Mrs. Yarden Nathan Yadgar - M.Sc. Candidate
14/06/2026
David Wang Auditorium, 3rd Floor, Dalia Maydan Bldg.
13:30
Fe-Co alloys exhibit a unique combination of magnetic and mechanical properties, yet their behavior at the scale of individual nanoparticles is largely unknown. In this work we fabricated FeCo nanoparticles using top-down approach and uncovered the physics that governs their strength at the nanoscale.
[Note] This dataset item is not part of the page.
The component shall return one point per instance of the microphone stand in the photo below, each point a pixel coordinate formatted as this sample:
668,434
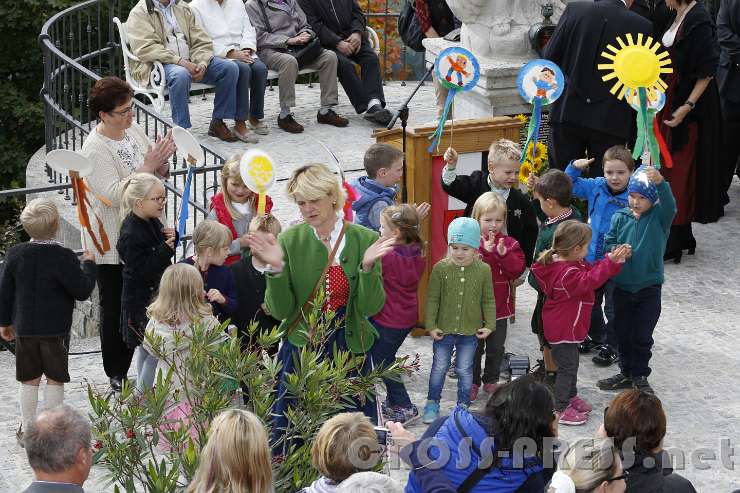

The nanoparticles are produced by solid-state dewetting of 30 nm Fe-Co bilayer thin films deposited on sapphire substrates. After annealing at 900°C, the films break up into well-faceted, single-crystalline particles of a homogeneous body centered cubic (BCC) phase with a (110) top facet — ideal specimens for nanomechanical testing. A central goal was to investigate how chemical ordering — the A2 (disordered BCC) to B2 (ordered) phase transformation — affects mechanical properties. Achieving the ordered phase, however, proved to be a story in itself: despite annealing at 500°C, the particles remained disordered. Kinetic experiments revealed atomic intermixing already at 380°C, with superlattice diffraction peaks appearing only after annealing at the temperature of 600°C. This behavior is explained by the high vacancy formation energy of 1.45 eV in FeCo, which suppresses the vacancy-mediated diffusion required for long-range ordering. Partially ordered FeCo nanoparticles were obtained by prolonged dewetting treatment of the bilayers at the temperature of 600°C.
Mechanical properties were measured by employing in-situ microcomression tests inside the SEM using a flat circular diamond indenter. Both ordered and disordered particles demonstrated the load-displacement curves typical for dislocation nucleation-controlled plasticity: elastic loading segment followed by abrupt displacement burst. The results reveal a striking size effect on the particle strength: the normalized critical resolved shear stress scales as τ_”CRSS” /G∝(D/b)^(-1.15), where G, D, and b are the shear modulus, top facet diameter, and Burgers vector, respectively. Especially noteworthy was a giant strength of the smallest studied B2 nanoparticles. These findings point to dislocation starvation and surface-controlled plasticity as the dominant deformation mechanisms in these nanoscale BCC and B2 nanoparticles.